Он развернулся и зашагал дальше. Время поджимало. Мобилизация, которую он планировал, требовала дозволения властелина, пусть даже и негласного. Дозволения, которого у Гексахира не было, как не было и времени, чтобы его получать.

Впереди ждал центральный ганглий Башни. Хотя вся эта конструкция и была живым созданием, но мозга как такового у нее не было. Точнее, у нее их были тысячи — простые узлы нервных волокон, которые ведали определенным числом автономных функций. Но этими ганглиями можно было управлять из главного узла, отсюда, из самого центра сооружения — зала яйцевидной формы с низким потолком и вогнутым полом. Полог переплетенных нервных волокон сходился по стенам и потолку к центральной точке.
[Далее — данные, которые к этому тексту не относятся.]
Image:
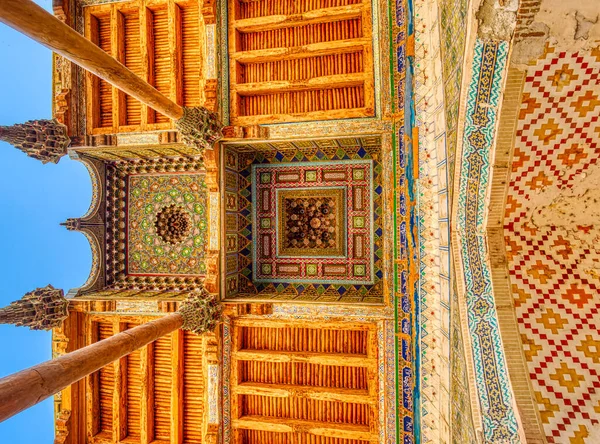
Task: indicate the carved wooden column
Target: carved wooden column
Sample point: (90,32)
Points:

В случае великой нужды через нее можно было напрямую управлять функциями Башни. И Гексахир решил, что сейчас нужда действительно велика. Пешиг — или, точнее, Ходящая-по-покрову с лицом Пешига, — уже убедил Салара с Аварой еще раз объединить силы. За несколько недель после возвращения в Комморру их кабалы ощутимо приросли как влиянием, так и численностью. Успех — лучшее лекарство, и архонты уже простили Гексахиру его вспышку… по крайней мере, так они говорили.